UAB study shows greater increase in depression and anxiety in minorities during the pandemic

UAB study shows greater increase in depression and anxiety in minorities during the pandemic
While the mental health of many Americans worsened during the pandemic, a recent UAB study found the increase in depression and anxiety symptoms was greatest within Black, Hispanic and Asian communities. (UAB)

In 2020, the United States saw increases in hospitalizations and unemployment rates due to COVID-19. With the unknowns of the pandemic lingering, there was an increase in the number of Americans who experienced depression or anxiety.
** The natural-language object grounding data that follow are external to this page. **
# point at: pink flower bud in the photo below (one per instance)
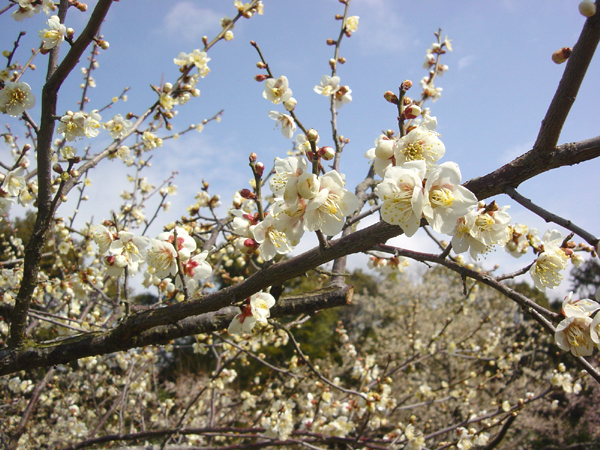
(248, 194)
(561, 55)
(312, 135)
(411, 112)
(391, 97)
(259, 168)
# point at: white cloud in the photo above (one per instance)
(188, 22)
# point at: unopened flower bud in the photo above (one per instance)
(248, 194)
(587, 8)
(312, 135)
(561, 55)
(327, 153)
(259, 169)
(411, 112)
(290, 104)
(391, 97)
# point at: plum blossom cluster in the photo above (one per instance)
(303, 202)
(330, 87)
(16, 98)
(255, 310)
(29, 8)
(579, 331)
(16, 188)
(171, 258)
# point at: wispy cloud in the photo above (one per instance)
(186, 21)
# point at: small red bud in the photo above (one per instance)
(259, 168)
(561, 55)
(248, 194)
(391, 97)
(327, 153)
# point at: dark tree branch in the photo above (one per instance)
(569, 85)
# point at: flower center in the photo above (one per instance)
(441, 197)
(576, 336)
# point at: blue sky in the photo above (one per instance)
(499, 85)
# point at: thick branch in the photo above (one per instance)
(44, 162)
(532, 164)
(69, 349)
(568, 87)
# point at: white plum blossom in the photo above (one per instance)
(285, 180)
(255, 310)
(351, 23)
(573, 334)
(303, 143)
(130, 247)
(25, 10)
(271, 240)
(55, 34)
(196, 58)
(185, 243)
(118, 127)
(480, 229)
(578, 308)
(446, 199)
(161, 255)
(329, 85)
(288, 126)
(14, 182)
(342, 96)
(546, 271)
(196, 268)
(326, 211)
(290, 219)
(421, 143)
(15, 98)
(73, 125)
(277, 90)
(402, 194)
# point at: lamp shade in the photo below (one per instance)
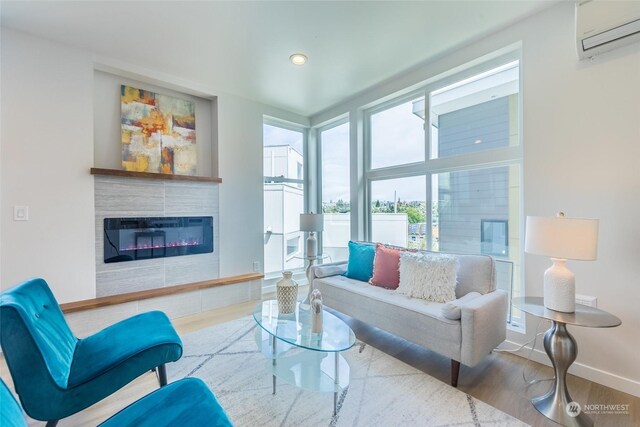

Researchers from the University of Alabama at Birmingham show these rates were the most prevalent in the Black, Hispanic and Asian communities.

Myles Moody (UAB)

Results from the study show that in the first year of the pandemic, April 2020-April 2021, the prevalence of people with depression or anxiety symptoms in America increased substantially – from about 11% in 2019 to close to 40%.

Mieke Beth Thomeer, associate professor in the College of Arts and Sciences’ Department of Sociology, and Myles Moody, assistant professor in the Department of Sociology, found in their study, “Racial and Ethnic Disparities in Mental Health and Mental Health Care During The COVID-19 Pandemic,” that the increase was steeper for Black, Hispanic and Asian Americans.

“Comparing 2019 to April-May 2020, probabilities of depression and anxiety were 218% larger for white people, 280% larger for Black people, 344% larger for Hispanic people and 560% larger for Asian American people,” Thomeer said. “What this means is that, in the early months of the pandemic, Black and Hispanic people had worse mental health outcomes compared to white people.”

Thomeer said there was significance to the timing of spikes in mental health issues for the Black and Asian American participants.

“We found that Black people in the study were the only racial/ethnic group to experience a larger probability of depression or anxiety in the May 28 to June 2, 2020, time period – around the time of the murder of George Floyd,” she said.

Researchers also found that Asian Americans in the study were the only racial/ethnic group to experience the larger probability in the March 17-29, 2021, period, around the time of the murder of six Asian American women in Atlanta.

Mieke Beth Thomeer (UAB)

In addition to the increases, study results showed that even though these groups experienced the greatest increase in mental health struggles, they demonstrated higher levels of unmet mental health care needs during the pandemic, compared to white participants.

“The COVID-19 pandemic produced and continues to generate devastating consequences globally, including decreases in economic stability, increases in loneliness and social isolation, and deaths of loved ones,” Thomeer said. “It’s important to recognize that these consequences were experienced unevenly, and were especially pronounced for racially and ethnically minoritized people.”

Thomeer hopes the study’s findings can be used to increase awareness of the mental health burden due to the pandemic and improve the affordability and accessibility of services to combat the long-term mental health crisis in the United States.